Turing Award goes to 2 pioneers of AI

Research by Andrew Barto, left, and Richard Sutton at UMass Amherst plays a key role in today’s AI systems.

By Cade Metz, New York Times

SAN FRANCISCO — In 1977, Andrew Barto, as a researcher at the University of Massachusetts Amherst began exploring a new theory that neurons behaved like hedonists. The basic idea was that the human brain was driven by billions of nerve cells that were each trying to maximize pleasure and minimize pain.

A year later, he was joined by another young researcher, Richard Sutton. Together, they worked to explain human intelligence using this simple concept and applied it to artificial intelligence. The result was "reinforcement learning," a way for AI systems to learn from the digital equivalent of pleasure and pain.

On Wednesday, the Association for Computing Machinery, the world's largest society of computing professionals, announced that Barto and Sutton had won this year's Turing Award for their work on reinforcement learning. The Turing Award, which was introduced in 1966, is often called the Nobel Prize of computing. The two scientists will share the $1 million prize that comes with the award.

Over the past decade, reinforcement learning has played a vital role in the rise of artificial intelligence, including breakthrough technologies such as Google's AlphaGo and OpenAI's ChatGPT. The techniques that powered these systems were rooted in the work of Barto and Sutton.

“They are the undisputed pioneers of reinforcement learning,’’ said Oren Etzioni, a professor emeritus of computer science at the University of Washington and founding CEO of the Allen Institute for Artificial Intelligence. “They generated the key ideas — and they wrote the book on the subject.’’

Their book, "Reinforcement Learning: An Introduction," which was published in 1998, remains the definitive exploration of an idea that many experts say is only beginning to realize its potential.

Psychologists have long studied the ways that humans and animals learn from their experiences. In the 1940s, the pioneering British computer scientist Alan Turing suggested that machines could learn in much the same way.

But it was Barto and Sutton who began exploring the mathematics of how this might work, building on a theory that A. Harry Klopf, a computer scientist working for the government, had proposed. Barto went on to build a lab at UMass Amherst dedicated to the idea, while Sutton founded a similar kind of lab at the University of Alberta in Canada.

“It is kind of an obvious idea when you’re talking about humans and animals,’’ said Sutton, who is also a research scientist at Keen Technologies, an AI startup, and a fellow at the Alberta Machine Intelligence Institute, one of Canada’s three national AI labs. “As we revived it, it was about machines.’’

This remained an academic pursuit until the arrival of AlphaGo in 2016. Most experts believed that another 10 years would pass before anyone built an AI system that could beat the world's best players at the game of Go.

But during a match in Seoul, AlphaGo beat Lee Sedol, the best Go player of the past decade. The trick was that the system had played millions of games against itself, learning by trial and error. It learned which moves brought success (pleasure) and which brought failure (pain).

The Google team that built the system was led by David Silver, a researcher who had studied reinforcement learning under Sutton at the University of Alberta.

Many experts still question whether reinforcement learning could work outside of games.
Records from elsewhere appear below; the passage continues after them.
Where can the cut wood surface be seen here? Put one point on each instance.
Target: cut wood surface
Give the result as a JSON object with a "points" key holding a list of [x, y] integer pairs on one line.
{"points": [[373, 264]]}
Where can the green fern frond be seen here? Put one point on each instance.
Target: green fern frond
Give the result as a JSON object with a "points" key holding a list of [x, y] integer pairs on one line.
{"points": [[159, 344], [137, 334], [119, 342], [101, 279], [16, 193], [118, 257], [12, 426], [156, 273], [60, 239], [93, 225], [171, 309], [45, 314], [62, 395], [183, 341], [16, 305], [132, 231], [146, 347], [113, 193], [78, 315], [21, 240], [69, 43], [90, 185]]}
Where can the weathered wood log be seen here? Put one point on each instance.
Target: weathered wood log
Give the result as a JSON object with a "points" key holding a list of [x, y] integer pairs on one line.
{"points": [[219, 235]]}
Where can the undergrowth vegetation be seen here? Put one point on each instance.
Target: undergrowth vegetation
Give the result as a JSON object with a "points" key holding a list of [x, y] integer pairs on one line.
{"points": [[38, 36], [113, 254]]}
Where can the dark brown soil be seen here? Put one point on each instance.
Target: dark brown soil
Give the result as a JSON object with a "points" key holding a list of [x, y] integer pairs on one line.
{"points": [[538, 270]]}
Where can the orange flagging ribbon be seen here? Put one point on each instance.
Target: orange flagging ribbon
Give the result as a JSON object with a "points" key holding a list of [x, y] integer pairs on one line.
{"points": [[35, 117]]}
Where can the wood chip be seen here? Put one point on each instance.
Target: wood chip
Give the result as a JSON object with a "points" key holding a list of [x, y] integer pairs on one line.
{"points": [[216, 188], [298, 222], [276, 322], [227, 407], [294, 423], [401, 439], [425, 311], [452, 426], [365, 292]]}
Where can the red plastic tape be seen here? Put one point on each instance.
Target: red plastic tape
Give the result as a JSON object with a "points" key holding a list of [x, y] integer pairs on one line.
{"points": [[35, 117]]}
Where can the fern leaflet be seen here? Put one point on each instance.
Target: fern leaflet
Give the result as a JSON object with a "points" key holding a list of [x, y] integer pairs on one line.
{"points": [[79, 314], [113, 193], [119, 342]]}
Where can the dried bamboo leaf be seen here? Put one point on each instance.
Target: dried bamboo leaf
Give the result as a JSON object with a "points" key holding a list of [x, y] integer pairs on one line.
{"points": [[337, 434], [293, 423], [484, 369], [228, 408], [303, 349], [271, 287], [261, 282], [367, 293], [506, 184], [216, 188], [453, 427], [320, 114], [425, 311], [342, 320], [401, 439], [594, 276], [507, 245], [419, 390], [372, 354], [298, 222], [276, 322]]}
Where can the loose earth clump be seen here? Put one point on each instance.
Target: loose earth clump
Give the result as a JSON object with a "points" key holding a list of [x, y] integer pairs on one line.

Game winnings are determined by points, which makes it easy for machines to distinguish between success and failure.

But reinforcement learning has also played an essential role in online chatbots.

Leading up to the release of ChatGPT in the fall of 2022, OpenAI hired hundreds of people to use an early version and provide precise suggestions that could hone its skills. They showed the chatbot how to respond to particular questions, rated its responses and corrected its mistakes. By analyzing those suggestions, ChatGPT learned to be a better chatbot.

Barto and Sutton say these systems hint at the ways machines will learn in the future. Eventually, they say, robots imbued with AI will learn from trial and error in the real world, as humans and animals do.

“Learning to control a body through reinforcement learning — that is a very natural thing,’’ Barto said.